Utility for configuring Cassandra for CloudDeployments
Go Shell
Clone or download
Latest commit 48d4630 Mar 17, 2017
Permalink
Failed to load latest commit information.
bin
docs
impl
.gitignore
LICENSE
README.md
main
main.go

README.md

Cassandra Cloud

CassandraCloud is a tool that helps you configure Cassandra for clustered environments. It works well in Docker, EC2, and VirtualBox environments (and similar environments). It allows you to configure Cassandra easily. For example, it could be kicked off as a USER_DATA script in Amazon EC2 (AWS EC2). CassandraCloud usually runs once when an instance is first launched and then never again.

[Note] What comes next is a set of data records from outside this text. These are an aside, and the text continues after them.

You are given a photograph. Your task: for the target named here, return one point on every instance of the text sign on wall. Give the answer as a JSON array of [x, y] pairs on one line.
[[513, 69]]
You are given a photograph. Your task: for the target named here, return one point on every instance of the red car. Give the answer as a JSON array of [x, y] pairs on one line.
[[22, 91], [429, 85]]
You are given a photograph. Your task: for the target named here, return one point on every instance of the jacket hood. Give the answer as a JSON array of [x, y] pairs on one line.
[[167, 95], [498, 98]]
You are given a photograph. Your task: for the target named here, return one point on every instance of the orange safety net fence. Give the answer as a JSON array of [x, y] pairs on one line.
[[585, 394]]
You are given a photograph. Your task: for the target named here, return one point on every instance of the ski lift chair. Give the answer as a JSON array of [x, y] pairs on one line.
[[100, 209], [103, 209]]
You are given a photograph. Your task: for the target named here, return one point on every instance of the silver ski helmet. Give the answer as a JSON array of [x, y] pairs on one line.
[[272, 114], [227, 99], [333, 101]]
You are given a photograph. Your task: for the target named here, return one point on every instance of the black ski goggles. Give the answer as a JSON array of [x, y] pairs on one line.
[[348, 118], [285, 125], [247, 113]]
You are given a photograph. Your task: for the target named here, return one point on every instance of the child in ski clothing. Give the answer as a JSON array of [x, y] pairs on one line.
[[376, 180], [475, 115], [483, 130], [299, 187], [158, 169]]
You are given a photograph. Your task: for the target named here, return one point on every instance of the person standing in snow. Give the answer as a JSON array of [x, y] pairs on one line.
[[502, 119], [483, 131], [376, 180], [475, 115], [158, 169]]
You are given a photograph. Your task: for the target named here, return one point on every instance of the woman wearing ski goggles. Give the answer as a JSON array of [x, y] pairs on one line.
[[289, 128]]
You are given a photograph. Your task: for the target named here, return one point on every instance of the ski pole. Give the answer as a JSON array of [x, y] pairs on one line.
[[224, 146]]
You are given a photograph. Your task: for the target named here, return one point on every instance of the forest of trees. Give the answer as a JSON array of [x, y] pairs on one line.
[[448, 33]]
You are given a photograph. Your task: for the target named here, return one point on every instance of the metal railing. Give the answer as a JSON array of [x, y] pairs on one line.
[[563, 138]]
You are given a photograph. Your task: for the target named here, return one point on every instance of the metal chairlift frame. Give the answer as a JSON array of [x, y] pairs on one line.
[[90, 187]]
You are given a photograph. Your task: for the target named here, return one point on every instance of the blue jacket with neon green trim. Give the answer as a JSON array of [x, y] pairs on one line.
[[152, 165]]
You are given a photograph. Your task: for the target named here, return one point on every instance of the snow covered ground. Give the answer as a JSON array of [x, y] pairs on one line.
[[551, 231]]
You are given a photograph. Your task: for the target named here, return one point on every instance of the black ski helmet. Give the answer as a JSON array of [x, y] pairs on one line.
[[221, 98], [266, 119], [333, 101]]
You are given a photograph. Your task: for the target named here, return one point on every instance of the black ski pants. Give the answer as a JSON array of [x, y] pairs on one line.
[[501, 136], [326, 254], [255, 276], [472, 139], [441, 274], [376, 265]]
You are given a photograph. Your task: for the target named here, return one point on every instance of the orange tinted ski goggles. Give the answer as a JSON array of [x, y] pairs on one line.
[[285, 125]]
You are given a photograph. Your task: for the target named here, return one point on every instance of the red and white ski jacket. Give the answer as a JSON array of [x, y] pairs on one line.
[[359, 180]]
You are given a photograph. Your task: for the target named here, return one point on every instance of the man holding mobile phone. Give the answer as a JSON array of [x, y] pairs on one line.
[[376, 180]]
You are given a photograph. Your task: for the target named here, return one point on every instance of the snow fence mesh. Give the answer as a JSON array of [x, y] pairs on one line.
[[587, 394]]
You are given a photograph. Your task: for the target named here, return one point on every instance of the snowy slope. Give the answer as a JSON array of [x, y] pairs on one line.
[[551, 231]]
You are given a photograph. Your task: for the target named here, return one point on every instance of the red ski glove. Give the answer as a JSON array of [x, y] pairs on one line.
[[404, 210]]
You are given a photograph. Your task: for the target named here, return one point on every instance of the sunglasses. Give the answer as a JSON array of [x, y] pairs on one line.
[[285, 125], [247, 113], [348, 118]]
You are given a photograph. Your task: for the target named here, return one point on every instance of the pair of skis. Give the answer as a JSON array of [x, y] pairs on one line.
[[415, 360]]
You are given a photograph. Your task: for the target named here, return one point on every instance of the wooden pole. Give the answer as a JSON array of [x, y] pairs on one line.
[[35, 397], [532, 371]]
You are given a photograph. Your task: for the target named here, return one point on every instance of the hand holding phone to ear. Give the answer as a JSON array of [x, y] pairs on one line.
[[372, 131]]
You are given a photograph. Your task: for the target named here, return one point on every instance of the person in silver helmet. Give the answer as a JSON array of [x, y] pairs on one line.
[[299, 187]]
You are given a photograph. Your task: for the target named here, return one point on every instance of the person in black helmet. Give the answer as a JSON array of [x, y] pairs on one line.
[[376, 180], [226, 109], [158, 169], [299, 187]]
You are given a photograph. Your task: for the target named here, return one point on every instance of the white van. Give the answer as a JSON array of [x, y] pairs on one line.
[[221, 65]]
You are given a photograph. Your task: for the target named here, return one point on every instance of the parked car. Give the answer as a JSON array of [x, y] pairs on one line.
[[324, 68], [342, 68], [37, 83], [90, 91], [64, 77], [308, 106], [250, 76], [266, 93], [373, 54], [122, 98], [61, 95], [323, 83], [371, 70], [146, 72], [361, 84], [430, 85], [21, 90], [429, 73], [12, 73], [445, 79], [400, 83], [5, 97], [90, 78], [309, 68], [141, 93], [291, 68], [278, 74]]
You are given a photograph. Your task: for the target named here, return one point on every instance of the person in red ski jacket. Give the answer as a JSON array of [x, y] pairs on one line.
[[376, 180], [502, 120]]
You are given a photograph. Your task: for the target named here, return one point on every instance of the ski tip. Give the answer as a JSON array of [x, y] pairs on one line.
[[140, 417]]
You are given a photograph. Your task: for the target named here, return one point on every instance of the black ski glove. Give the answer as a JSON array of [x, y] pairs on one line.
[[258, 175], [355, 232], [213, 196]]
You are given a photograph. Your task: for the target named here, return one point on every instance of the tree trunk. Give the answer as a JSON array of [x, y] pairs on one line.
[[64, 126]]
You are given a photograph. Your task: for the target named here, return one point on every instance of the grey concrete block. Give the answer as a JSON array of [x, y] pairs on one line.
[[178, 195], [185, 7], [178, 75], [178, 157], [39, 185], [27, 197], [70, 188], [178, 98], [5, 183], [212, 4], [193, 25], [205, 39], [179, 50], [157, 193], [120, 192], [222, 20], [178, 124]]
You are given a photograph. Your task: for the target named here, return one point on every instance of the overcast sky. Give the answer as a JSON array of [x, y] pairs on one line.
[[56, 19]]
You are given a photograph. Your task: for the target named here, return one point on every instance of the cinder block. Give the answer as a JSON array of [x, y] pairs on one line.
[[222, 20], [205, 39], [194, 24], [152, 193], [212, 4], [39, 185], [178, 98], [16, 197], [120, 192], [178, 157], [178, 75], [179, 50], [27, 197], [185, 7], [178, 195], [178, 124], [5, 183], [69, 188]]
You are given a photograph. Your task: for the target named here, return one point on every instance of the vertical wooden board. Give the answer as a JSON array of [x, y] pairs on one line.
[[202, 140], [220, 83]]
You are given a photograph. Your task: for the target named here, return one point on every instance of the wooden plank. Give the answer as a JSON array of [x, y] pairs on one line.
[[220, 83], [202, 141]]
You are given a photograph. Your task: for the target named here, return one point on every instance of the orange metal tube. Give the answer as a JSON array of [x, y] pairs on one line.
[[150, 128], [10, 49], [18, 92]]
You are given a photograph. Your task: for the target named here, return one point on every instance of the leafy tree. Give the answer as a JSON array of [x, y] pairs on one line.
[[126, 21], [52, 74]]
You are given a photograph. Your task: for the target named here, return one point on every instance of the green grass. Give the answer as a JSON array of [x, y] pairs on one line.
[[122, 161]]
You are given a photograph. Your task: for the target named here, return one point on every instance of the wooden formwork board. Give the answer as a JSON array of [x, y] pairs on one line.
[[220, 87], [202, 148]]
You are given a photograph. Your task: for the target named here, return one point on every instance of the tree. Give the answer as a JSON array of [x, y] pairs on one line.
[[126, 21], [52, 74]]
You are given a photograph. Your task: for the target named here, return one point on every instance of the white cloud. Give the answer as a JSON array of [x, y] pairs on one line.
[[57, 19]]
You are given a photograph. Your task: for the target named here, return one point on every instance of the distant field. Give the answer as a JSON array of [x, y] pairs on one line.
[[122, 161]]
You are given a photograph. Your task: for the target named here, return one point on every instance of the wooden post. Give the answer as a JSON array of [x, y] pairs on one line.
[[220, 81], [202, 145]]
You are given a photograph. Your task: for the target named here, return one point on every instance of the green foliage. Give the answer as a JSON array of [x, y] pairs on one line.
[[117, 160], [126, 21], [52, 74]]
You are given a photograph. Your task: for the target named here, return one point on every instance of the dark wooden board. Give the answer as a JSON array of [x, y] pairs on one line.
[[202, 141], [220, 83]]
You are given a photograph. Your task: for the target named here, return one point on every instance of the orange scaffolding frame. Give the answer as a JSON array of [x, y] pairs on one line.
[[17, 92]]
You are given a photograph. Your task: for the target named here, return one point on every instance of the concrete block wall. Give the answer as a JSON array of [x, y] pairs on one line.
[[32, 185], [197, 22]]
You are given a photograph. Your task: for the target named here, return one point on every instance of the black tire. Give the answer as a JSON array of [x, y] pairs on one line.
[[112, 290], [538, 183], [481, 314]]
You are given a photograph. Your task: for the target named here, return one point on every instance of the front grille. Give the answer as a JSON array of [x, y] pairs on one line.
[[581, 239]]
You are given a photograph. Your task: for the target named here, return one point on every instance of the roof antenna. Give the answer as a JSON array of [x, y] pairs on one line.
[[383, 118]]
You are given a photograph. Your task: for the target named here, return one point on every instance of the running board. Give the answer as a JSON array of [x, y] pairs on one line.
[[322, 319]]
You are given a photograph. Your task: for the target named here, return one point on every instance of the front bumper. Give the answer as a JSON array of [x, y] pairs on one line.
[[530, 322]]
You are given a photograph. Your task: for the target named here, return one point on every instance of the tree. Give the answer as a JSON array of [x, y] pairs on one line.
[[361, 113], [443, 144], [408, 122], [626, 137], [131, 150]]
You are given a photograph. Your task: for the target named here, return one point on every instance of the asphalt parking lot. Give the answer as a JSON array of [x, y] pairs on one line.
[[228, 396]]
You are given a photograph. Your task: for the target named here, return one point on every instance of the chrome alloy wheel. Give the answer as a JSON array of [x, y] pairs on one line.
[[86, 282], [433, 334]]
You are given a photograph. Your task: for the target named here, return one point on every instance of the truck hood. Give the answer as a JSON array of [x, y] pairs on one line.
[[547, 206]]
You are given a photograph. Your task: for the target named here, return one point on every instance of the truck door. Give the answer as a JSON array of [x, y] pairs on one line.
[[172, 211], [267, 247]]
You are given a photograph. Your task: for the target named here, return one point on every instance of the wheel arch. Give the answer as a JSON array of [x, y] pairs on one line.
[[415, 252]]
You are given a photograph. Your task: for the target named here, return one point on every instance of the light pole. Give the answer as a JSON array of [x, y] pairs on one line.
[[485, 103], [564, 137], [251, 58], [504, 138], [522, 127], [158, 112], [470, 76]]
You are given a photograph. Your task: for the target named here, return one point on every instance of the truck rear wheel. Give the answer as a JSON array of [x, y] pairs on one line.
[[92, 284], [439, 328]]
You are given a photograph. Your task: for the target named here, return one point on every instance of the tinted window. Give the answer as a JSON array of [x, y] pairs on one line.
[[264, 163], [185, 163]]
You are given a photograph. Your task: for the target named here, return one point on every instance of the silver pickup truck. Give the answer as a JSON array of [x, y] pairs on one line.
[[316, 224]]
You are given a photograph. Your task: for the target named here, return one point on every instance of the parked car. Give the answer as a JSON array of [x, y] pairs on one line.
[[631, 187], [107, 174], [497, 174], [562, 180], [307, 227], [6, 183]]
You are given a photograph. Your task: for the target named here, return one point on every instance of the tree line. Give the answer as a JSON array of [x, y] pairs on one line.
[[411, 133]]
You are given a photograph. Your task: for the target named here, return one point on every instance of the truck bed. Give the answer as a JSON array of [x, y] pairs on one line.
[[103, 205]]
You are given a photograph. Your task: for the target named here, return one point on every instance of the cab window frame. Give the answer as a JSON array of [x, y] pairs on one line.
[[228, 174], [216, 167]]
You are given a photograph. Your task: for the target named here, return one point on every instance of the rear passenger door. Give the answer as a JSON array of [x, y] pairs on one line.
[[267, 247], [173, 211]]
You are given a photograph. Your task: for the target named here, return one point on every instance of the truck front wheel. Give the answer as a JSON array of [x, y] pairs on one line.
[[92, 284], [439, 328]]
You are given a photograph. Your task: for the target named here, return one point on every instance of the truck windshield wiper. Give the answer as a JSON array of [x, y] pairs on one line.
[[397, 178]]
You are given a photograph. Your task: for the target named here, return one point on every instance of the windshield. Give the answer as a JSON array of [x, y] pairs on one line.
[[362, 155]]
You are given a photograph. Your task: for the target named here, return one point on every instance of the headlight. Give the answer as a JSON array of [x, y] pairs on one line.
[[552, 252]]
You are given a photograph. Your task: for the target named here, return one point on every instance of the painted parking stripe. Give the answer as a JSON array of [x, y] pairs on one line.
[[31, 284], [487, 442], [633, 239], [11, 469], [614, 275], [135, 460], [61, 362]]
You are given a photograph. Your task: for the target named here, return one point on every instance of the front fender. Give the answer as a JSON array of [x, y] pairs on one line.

Config Overrides and Templates

CassandraCloud allows you to override values via OS ENVIRONMENT variables. There is an HCL config file, and there are command line arguments.

The HCL config file can be overridden with ENVIRONMENT which can be overridden with command line arguments.

CassandraCloud will generate ${CASSANDRA_HOME}/conf/cassandra.yaml file. You can specify a custom template (usually found in ${CASSANDRA_HOME}/conf/cassandra-yaml.template).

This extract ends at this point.